Like, I think even if I can’t get through the day, okay, let’s break it down. How do you break it down? Let’s get to the next minute. Let’s get to the next hour. Let’s get through all of the things but also talk about it. We often feel [Crosstalk 00:19:11] isn’t it? We often feel like it’s okay, if we change the subject. Oh, well, you know, the sky is blue. The birds are singing like everything’s fine. I’m like no. Why do you feel like this? What can we do to make you not feel like this? There are things that we can control and there’s things that we can’t control. So, how can we what are the things that we can control that might make you feel a little bit better?
Chantelle Ellem 19:38
Because it feels so massive and big and I don’t want to be part of it but as that person in it and it’s like well, if you don’t want to talk about it, I’ll sit here until you do like not as a pressure thing but I’m here, if you want, when you want to talk about it, we can talk about nothing or we can skirt around the issue till you want to go and talk about it but that is like, it’s a hard role being a support person first you’re lifeline to that person. It’s such an important role
Kaley 20:02
Mentally and emotionally draining to be that person for somebody else. But you wouldn’t have it any other way, in that point and time. You would do anything for the person you care about. In this world, you also see people do anything for people, that they don’t even know, the kindness of strangers, you see people, you know, standing on bridges, and doing things and it’s that one other person that can potentially build a connection with them to make them feel valued, and cared about and important.
Chantelle Ellem 20:34
And to be seen, I think they need to be…
Kaley 20:35
Should be seen.
Chantelle Ellem 20:36
Yes, because in this world, where they feel like I’m not important to be seen, those after stories of people that have survived those situations, it’s like, that role, that person that helped them has played, is so integral and so important.
Kaley 20:51
And I think, people when they’re in that, I guess, mindset, they also feel like they’re being a burden on other people as well. That’s why, they often don’t share how they’re feeling. Not only because they don’t want to be judged, it was definitely something that I experienced, I imagined my dad experienced at that point in time. They don’t want to be judged for you know, having this moment of vulnerability and crises at that point in time.

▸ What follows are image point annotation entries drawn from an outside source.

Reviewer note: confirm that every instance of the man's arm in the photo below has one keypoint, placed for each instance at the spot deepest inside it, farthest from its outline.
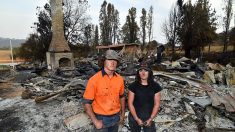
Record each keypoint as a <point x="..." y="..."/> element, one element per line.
<point x="122" y="101"/>
<point x="98" y="123"/>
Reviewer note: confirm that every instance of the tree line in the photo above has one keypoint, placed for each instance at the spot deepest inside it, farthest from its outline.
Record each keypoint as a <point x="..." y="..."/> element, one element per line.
<point x="192" y="26"/>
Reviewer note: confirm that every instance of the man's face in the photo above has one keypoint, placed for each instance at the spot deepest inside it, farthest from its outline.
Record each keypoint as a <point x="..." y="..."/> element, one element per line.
<point x="143" y="74"/>
<point x="110" y="64"/>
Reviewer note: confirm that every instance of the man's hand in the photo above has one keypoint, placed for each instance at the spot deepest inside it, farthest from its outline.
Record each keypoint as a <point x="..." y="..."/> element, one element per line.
<point x="98" y="124"/>
<point x="139" y="122"/>
<point x="148" y="123"/>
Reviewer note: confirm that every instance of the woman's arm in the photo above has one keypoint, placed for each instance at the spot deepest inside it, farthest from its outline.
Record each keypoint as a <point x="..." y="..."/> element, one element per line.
<point x="131" y="97"/>
<point x="156" y="106"/>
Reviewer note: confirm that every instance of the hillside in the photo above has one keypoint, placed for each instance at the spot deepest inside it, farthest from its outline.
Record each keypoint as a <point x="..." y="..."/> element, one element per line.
<point x="5" y="42"/>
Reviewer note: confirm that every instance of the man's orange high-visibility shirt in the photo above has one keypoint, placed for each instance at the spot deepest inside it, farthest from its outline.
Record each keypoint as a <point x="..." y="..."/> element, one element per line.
<point x="105" y="93"/>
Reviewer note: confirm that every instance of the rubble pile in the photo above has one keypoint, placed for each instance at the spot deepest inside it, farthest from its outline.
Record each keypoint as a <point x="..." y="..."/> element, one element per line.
<point x="195" y="97"/>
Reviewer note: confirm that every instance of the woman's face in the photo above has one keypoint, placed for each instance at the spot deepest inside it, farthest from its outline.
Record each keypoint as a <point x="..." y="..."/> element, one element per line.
<point x="144" y="74"/>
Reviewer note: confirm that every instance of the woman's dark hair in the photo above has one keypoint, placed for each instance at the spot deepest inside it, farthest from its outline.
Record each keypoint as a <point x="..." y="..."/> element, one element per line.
<point x="150" y="77"/>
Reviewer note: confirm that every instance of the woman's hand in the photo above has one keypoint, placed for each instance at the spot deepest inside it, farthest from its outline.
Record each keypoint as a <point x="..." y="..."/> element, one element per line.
<point x="139" y="122"/>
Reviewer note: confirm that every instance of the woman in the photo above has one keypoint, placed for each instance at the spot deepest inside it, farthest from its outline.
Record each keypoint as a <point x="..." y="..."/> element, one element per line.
<point x="143" y="100"/>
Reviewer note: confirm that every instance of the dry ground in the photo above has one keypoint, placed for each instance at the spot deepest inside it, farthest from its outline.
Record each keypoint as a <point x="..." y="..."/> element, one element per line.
<point x="7" y="90"/>
<point x="5" y="57"/>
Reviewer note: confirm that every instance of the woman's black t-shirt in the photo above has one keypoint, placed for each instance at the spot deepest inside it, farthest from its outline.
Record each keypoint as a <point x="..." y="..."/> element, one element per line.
<point x="144" y="98"/>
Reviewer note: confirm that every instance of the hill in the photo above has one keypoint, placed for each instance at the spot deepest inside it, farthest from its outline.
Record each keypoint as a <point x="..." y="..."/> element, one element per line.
<point x="5" y="42"/>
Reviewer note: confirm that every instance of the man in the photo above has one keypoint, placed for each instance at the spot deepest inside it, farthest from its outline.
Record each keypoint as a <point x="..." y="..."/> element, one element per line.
<point x="103" y="99"/>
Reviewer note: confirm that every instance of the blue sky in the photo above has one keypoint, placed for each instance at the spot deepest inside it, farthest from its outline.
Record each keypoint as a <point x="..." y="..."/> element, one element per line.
<point x="18" y="16"/>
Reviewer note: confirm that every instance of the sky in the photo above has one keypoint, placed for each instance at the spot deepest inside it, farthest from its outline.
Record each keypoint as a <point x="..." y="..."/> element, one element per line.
<point x="18" y="16"/>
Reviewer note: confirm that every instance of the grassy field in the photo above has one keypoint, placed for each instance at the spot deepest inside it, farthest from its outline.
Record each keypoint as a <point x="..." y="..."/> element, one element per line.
<point x="5" y="57"/>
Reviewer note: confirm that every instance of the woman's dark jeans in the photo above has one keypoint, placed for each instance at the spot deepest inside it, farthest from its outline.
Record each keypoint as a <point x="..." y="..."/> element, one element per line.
<point x="136" y="128"/>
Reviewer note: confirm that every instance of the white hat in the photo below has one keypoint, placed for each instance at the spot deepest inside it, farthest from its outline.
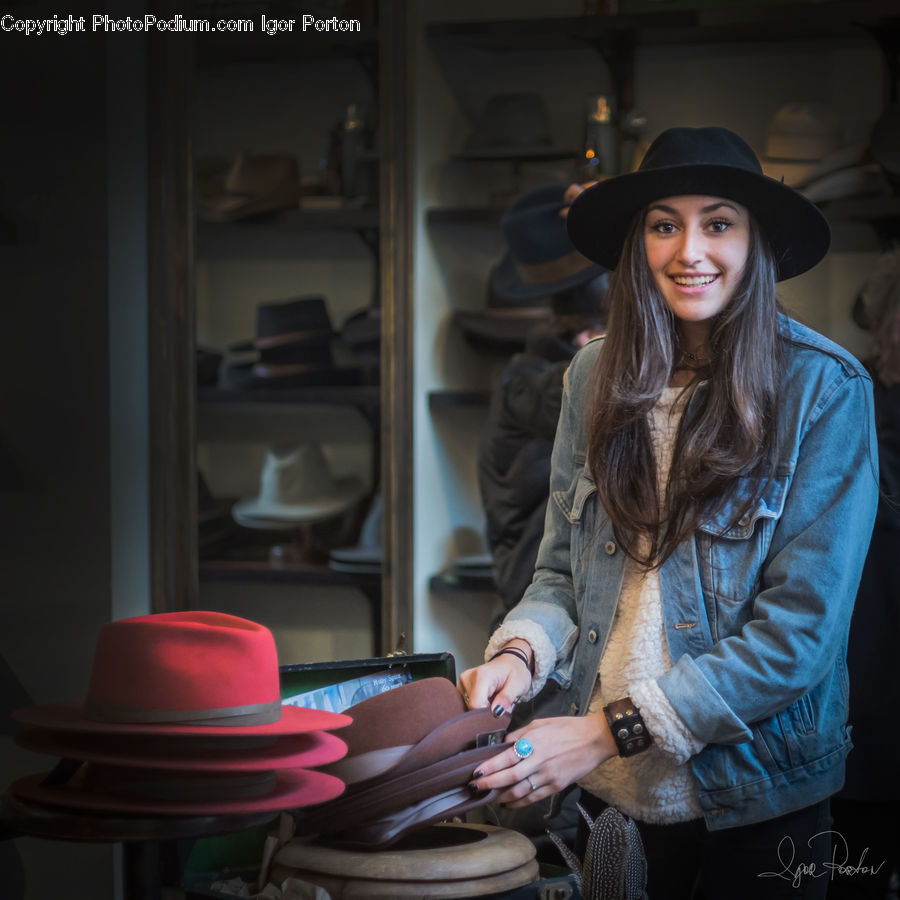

Because they might be that person, that has everything together, you know, the perfect life, the perfect family, and things are probably falling away, behind the scenes. They don’t want to be a burden on somebody, they don’t want to be a burden on society. So, in their mind, life is easier without them. In reality that’s absolutely not the truth. They don’t know, they’re that somebody else’s person that they can hug at night and feel safe. Yes.
Chantelle Ellem 21:44
They have important role they play in lives. We want you to hang around because it’s so important.
Kaley 21:50
Every life like is really funny. So, my mum’s re-married. And my stepdad is from the US. And he used to recruit students to go on for higher education. And I remember sitting in one of his presentations, and he said, we’re all fighters. And we all kind of a city. We’re like, what the hell are you talking about, he is talking about semen, he is talking about sperm, because we were [Unintelligible 00:22:16] that fought to get there. So, we came into this world, we were fighters. So, I always like to think, you know, in life, like if we fought that hard before we were even born like, we can still do that now. As individuals day in and day out.
Chantelle Ellem 22:36
Yes, it is a battle. We do have to fight.
Kaley 22:38
Sorry for that. But [Crosstalk 00:22:40] you got to fight for this, if you want, you know.
Chantelle Ellem 22:44
And beyond this hurdle, there is beauty like there is the good stuff, just on the other side, we just have to get through it.
Kaley 22:50
Yes. And that’s the thing, like getting through it is the hardest part. Like, it might be that first initial, you know, I feel like this, but then, you actually have to take the steps to get through it. But then, I used to hate the same. Time heals all things. I’d be like, stop preaching that to me, you know, I’m going to [Crosstalk 00:23:11] God, dad, but now like, you know, when you come over certain challenges, you’re also like, you know what it does? That you don’t at that point and time, and for a period of time afterwards. It’s really bloody hard.
Chantelle Ellem 23:25
Yes. And time does make it a little bit easier too. I’ve seen that thing on grief, where it’s like, the size of grief doesn’t change, but everything around it gets bigger. So, it’s like you still carry that grief with you everywhere. But now, you’ve got a daughter and that makes all that stuff outside of grief bigger.
Kaley 23:43
It does. And it’s like, I can’t imagine a world without her. And she obviously can’t imagine a world without me.
Chantelle Ellem 23:50
And how do you like to remember your dad? What part does he play in your life now, that obviously she didn’t get to meet him, but I’m sure that you make sure that he’s a part of your life.
Kaley 24:00
She is so like him. She is tall. She has these little curls in the back of her hair, exactly like him. The biggest blue eyes, you’ve ever seen. I’ve got blue eyes, but I feel like her as a bluer. And she just looks very similar to him. And it’s just cheeky, like my dad was really cheeky. He had this like wicked sense of humor, alternate wicked sense of humor. So, not everybody would get here, it is not everyone’s cup of tea. But if you do get him, you would really appreciate him and my daughter is exactly like that.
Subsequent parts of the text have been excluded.